As I paid the cabbie at Grand Central I put on an act, saying I hoped I could still catch the New Haven train. The police would be checking all cabs soon.
I walked through the station, then down Lexington to Kay's house. I was real mixed up. Somehow I couldn't picture Kay killing him like that, not bashing his head with the pliers. I could see her using a gun but not getting close enough to bust his head. That didn't figure, but everything else added to Kay. I was taking a big chance seeing her. I could be walking into a room full of cops: she'd certainly be expecting me, have a trap ready. But I could hardly be in a tighter squeeze than I was now and I had to see her, confront her. It was my only hope: these perfect-crime jokers sometimes plan too carefully, trip themselves.
I stood on the corner, didn't see a soul around her house. I walked down the block fast, ducked into her doorway. I couldn't risk ringing a bell to open the door. It was an old door. Holding the knob with one hand I leaned back and hit the door just under the lock with a hip block. It jumped open with a dull sound that was magnified by the stillness. I waited; the ground-floor apartment doors didn't open. I stepped in. The lock wasn't too badly sprung—I managed to close the door. I rode the midget elevator to Kay's apartment, rang the bell.
There wasn't a sound. I rang again, long and loud. There was the padding sound of slippered feet approaching the door; Barbara asked, “Who is it?”
“Touie.”
“Who? Oh.... It's late,” she said, opening the door.
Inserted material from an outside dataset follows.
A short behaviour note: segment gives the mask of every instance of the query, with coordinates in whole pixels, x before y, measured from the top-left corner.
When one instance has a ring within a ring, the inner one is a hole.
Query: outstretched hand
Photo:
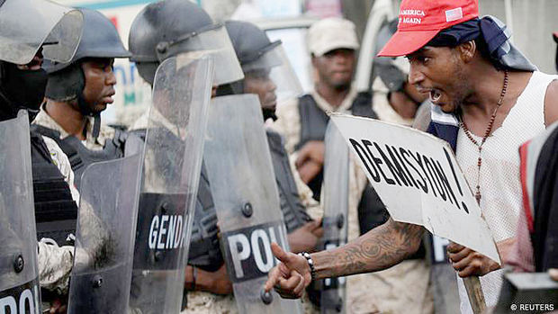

I pushed by her, closed the door. She was wearing a kind of thin red ski pajamas and she looked tired, maybe a little drunk. I walked and pushed her into the nearest chair, told her, “Sit still for a second.” I ran through the apartment, keeping the doors open to see if she went for the phone.
Bobby was alone.
When I returned to the living room she was fumbling at lighting a cigarette, her hand shaking badly. “What's all this about?”
“Where's Kay?” I asked standing over her.
“I wish I knew. No, I wish I didn't know.”
I grabbed her thin shoulders, shook her. “Don't play it cute. Where is she?”
Bobby pulled herself together, tried to push my hands away as she asked, “By what right do you place your hands on me?”
Under other circumstances it would have been for laughs. I shook her again. “Damnit, sober up. I'm in a jam. Where's Kay?”
“I took sleeping pills some time ago; my head isn't very clear. Really, I don't know where Kay is. What's your trouble, Toussaint? Oh, that beautiful name. I wish I had a name like—”
“A man's been murdered and the police are looking for me. Does that get through to you? Murder! Kay framed me, set me up for this rap.”
Bobby's eyes seemed to brighten, become almost normal. “Kay? Oh my no. Kay can be silly and mean, but never vicious. Really, a murder?”
“Yes, goddamnit, really!”
“Who?” Her eyes went wide and she tried to stand as she said, “Not Kay!” and her voice rose to a scream.
I pushed her back into the chair. “Cut it out, and wake up. The guy Kay hired me to watch, he's been killed. How much do you know about this TV stuff?”
“All of it. Sorry I nearly ruined everything last night. Kay bawled me out as if—”
“Bobby, listen to me, I don't have time for small talk. I don't have time for anything. Where's Kay?”
“With a so-called man.”
“Who? Her husband?”
She gave me a long look, then threw her head back and laughed hysterically. I shook her hard and she said, “She's with that pansy writer Steve. I'm her husband.” She added this last with quiet dignity in her voice. Her eyes were proud as she stared up at me and said soberly, “Yes, I'm what is known as the Butch in our setup. Now what's all this nonsense about Kay framing you?”
“She left a call at my office for me to go to Thomas' room at midnight. I found him murdered; a moment later a cop came busting in. It all fits; the reason Kay hired me, knowing a Negro would be easy to spot, a setup for this frame. But I'm going to find Kay, get the truth out of her if it's the—”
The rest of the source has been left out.